(a) The plug-in transformer for a laptop computer puts out \(7.50V\) and can supply a maximum current of \(2.00A\). What is the maximum input current if the input voltage is \(240V\)? Assume \(100\% \) efficiency. (b) If the actual efficiency is less than \(100\% \), would the input current need to be greater or smaller? Explain.

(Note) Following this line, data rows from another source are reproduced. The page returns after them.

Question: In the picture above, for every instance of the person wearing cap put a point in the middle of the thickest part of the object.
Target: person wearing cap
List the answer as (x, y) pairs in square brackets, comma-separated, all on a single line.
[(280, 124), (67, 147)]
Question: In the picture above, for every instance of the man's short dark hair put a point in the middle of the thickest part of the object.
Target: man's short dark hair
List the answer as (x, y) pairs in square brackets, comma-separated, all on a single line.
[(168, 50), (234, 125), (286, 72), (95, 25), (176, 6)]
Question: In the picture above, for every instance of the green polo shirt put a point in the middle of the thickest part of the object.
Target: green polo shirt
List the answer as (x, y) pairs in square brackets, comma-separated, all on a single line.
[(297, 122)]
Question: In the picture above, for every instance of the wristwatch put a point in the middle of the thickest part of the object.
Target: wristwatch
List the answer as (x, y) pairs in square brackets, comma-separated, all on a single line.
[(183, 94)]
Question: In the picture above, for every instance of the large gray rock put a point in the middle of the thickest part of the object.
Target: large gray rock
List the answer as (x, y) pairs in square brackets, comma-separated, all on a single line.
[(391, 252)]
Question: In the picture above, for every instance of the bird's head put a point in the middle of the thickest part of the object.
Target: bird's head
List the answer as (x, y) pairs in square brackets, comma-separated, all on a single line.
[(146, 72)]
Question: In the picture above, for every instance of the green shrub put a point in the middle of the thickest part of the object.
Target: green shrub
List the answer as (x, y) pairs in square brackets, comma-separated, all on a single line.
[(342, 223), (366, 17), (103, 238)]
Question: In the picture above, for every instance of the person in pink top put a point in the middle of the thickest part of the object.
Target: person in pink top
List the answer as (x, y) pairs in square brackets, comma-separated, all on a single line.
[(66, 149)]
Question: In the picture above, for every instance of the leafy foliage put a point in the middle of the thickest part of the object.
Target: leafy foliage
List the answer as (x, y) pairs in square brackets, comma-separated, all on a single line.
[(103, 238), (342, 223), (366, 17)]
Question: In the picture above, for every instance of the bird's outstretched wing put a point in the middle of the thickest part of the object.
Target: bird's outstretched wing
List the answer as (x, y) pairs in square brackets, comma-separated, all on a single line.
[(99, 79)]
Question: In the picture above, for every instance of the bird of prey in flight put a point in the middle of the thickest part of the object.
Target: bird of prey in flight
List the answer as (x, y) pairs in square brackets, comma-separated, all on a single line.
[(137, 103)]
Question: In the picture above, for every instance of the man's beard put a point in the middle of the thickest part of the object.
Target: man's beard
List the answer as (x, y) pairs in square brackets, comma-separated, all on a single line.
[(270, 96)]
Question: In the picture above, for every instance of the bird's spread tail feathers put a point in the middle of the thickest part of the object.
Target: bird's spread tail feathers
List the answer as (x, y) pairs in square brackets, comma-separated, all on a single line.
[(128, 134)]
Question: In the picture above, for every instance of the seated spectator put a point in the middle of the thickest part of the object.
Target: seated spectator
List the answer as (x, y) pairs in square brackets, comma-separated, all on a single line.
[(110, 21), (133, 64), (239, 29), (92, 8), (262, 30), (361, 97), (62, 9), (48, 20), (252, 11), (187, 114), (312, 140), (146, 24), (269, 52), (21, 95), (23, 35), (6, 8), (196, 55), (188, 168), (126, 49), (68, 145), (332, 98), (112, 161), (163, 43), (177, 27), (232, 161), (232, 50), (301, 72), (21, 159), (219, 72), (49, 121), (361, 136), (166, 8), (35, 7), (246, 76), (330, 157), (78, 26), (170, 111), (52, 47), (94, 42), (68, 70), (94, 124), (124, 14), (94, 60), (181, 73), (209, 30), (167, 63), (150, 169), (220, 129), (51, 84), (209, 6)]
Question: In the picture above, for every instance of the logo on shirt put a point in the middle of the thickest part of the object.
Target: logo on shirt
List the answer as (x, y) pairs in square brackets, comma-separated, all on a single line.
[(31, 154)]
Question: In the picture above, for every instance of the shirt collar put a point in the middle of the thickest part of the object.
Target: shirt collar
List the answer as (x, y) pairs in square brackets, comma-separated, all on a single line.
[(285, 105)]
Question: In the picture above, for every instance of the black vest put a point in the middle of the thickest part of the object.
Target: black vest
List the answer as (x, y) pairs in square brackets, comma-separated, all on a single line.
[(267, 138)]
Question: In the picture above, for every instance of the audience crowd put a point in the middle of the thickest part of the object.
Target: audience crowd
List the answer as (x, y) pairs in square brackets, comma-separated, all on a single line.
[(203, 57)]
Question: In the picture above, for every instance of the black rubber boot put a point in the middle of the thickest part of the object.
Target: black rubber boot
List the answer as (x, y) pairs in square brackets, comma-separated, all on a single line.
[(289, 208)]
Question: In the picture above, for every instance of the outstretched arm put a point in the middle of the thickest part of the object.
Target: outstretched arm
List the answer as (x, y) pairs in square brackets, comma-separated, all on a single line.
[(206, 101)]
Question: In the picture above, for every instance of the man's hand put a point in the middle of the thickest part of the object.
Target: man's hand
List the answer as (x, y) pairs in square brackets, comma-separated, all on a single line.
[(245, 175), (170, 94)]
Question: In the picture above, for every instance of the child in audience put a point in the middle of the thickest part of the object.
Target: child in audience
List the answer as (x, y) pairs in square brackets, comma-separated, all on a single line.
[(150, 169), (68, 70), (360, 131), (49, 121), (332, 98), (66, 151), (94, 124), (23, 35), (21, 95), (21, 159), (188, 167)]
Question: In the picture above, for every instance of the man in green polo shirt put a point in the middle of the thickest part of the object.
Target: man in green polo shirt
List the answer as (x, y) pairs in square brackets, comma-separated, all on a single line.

Current is the term used to describe the speed at which charge moves

a)

\(\begin{array}{c}{V_p} = 240\;V\\{V_s} = 7.5\;V\\{I_s} = 2\;A\end{array}\)

Transformer equation,

\(\frac{{{V_s}}}{{{V_p}}} = \frac{{{I_p}}}{{{I_s}}}\)

b)

\(\begin{array}{c}{V_p} = 240\;V\\{V_s} = 7.5\;V\\{I_s} = 2\;A\end{array}\)

Transformer equation,

\(\eta {V_p}{I_p} = {V_s}{I_s}\)

Where \(\eta \) is the efficiency

a)

Consider the transformer equation,

\(\begin{array}{c}\frac{{{V_s}}}{{{V_p}}} = \frac{{{I_p}}}{{{I_s}}}\\\frac{{7.5}}{{240}} = \frac{{{I_p}}}{2}\\{I_p} = 0.0625\;A\end{array}\)

Therefore, input current value is \(0.0625\;A\).

b)

Consider the transformer equation.

\(\begin{array}{c}\eta {V_p}{I_p} = {V_s}{I_s}\\\eta \times 240 \times {I_p} = \eta \times 7.5 \times 2\\{I_p} = \frac{{0.0625}}{\eta }\end{array}\)

We know that\(\eta \)is less than\(1\), which means\({I_p}\) is more than\(0.0625\;A\). So, input current need to be more.

Therefore, input current need to be more.